The adapter pattern is one that, thanks to Zope 3, I've been familiar with for a long time. An adapter is an object that "wraps" another object to provide a desired interface. Designing a system based on the adapter pattern requires using capital-I Interfaces for establishing object communication. Then, as necessary, adapters are created to allow the available objects to satisfy those interfaces.
To a certain degree, the adapter pattern takes the concept of polymorphism, traditionally understood as being able to use a superclass' interface to interact with instances of subclasses, and expands it. So you can use the specification of an Interface to interact with any objects that are adaptable to that Interface. To use the traditional Bicycle example, Bicycle might extend Vehicle, and have traditional vehicular methods. However, maybe we want to check what color the bike is, or paint it. Vehicle may not have methods for this, but IPaintable might. Then, with a BicyclePainter adapter, we can adapter our Bicycle instance to this interface. (For the record, I've never found the Bicycle example very useful, and I'm not sure if I'm doing you any favours by using it here).

Gist: "Adapter Pattern example"

So there's some design patterns, and their usage. It's by no means comprehensive, and I'm sure many of you will have encountered these in other contexts where my definitions aren't entirely accurate. That's just fine, because the value of these is not in having rigid development patterns, it's having useful ways to elevate the discussion of your development. I've almost never encountered clearly recognizable design patterns in code I inherited, because patterns are theory, and when applied, the real world makes things start to get messy.
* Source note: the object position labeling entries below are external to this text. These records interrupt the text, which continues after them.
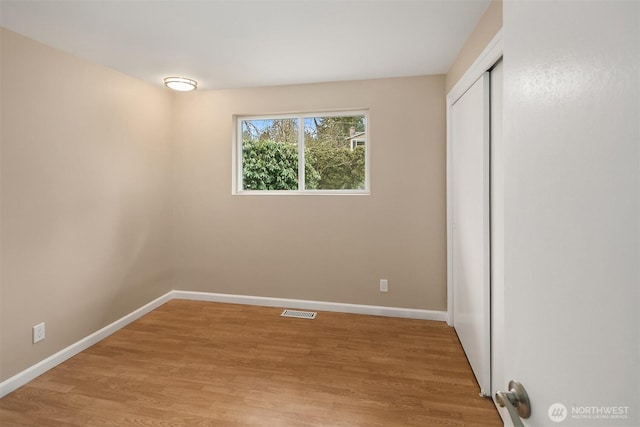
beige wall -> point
(85, 198)
(490, 23)
(328, 248)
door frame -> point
(489, 57)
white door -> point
(470, 227)
(572, 210)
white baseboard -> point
(374, 310)
(22, 378)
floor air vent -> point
(299, 314)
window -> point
(303, 153)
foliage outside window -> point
(303, 153)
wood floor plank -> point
(191, 363)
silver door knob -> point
(516, 400)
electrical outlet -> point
(38, 332)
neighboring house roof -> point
(355, 135)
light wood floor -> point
(207, 364)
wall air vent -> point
(299, 314)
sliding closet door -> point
(470, 231)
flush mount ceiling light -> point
(180, 83)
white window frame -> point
(237, 183)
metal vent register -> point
(299, 314)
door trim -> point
(489, 56)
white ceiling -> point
(242, 43)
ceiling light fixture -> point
(180, 83)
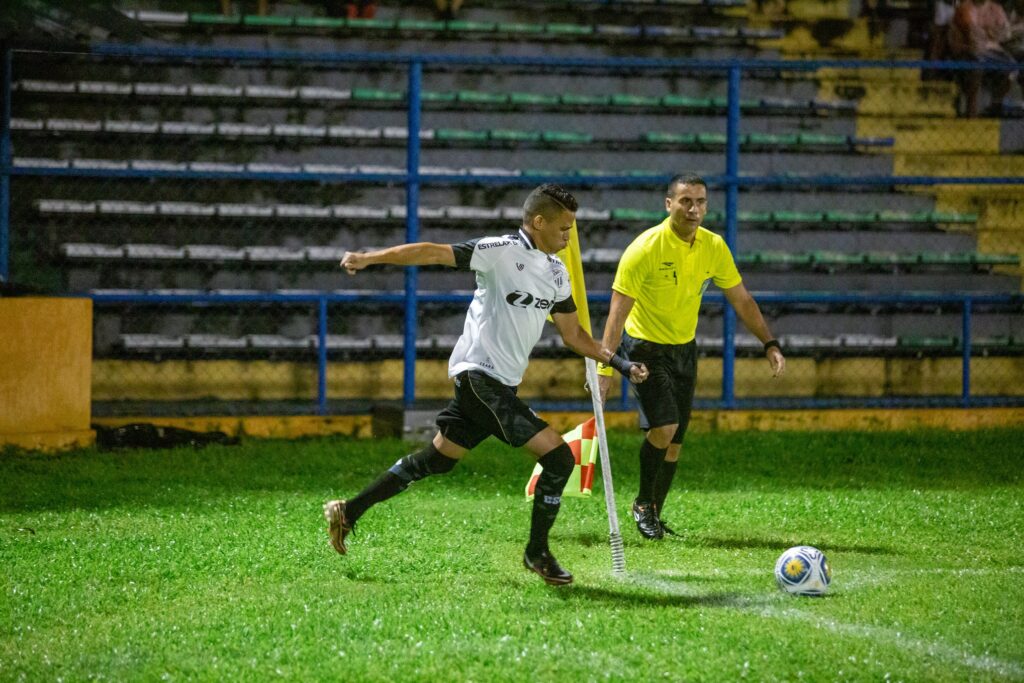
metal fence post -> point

  1. Your example of the Mediator pattern actually looks like a basic implementation of MVC (Model-View-Controller). CarList and CarAddForm are the views, MainPage is the controller. You might want to have a look at how MVC is implemented in JS frameworks like JavaScriptMVC (based on jQuery) or Ext JS.

  2. @vfaronov: Thanks for the tips. It's certainly worth looking at how existing frameworks handle these kinds of things.
    I'm not sure my example would technically be MVC, because I'm creating my models, as much as I have them, in the views, rather than feeding them in from the controller. In the real world, I probably would be creating most of my models somewhere else. I'm not certain if that's an MVC requirement, but it's definitely the convention that I am familiar with. :)
    From my work with MVC, I would say in most cases it's descended from the mediator pattern, though that didn't occur to me until you pointed out the similarity.

  3. I'm a self-taught programmer myself but although I have been familiar with the GoF patterns (which seems to be the ones you write about here) I'm generally sceptical when it comes to patterns.

    It seems to me that many of them goes against the principle of not repeating oneself, especially with those that are trivial to replace with code when using a more powerful language like Lisp or Haskell.


    That said you should definitely learn about them for the sake of communication with your peers and as part of a path to better techniques for the problems they aim to solve.

  4. @Daniel, yep, that's been my feeling too. When you actually look over the list on Wikipedia, it seems like many of them are language features at this point. Many others are inherent in the frameworks we take for granted as well.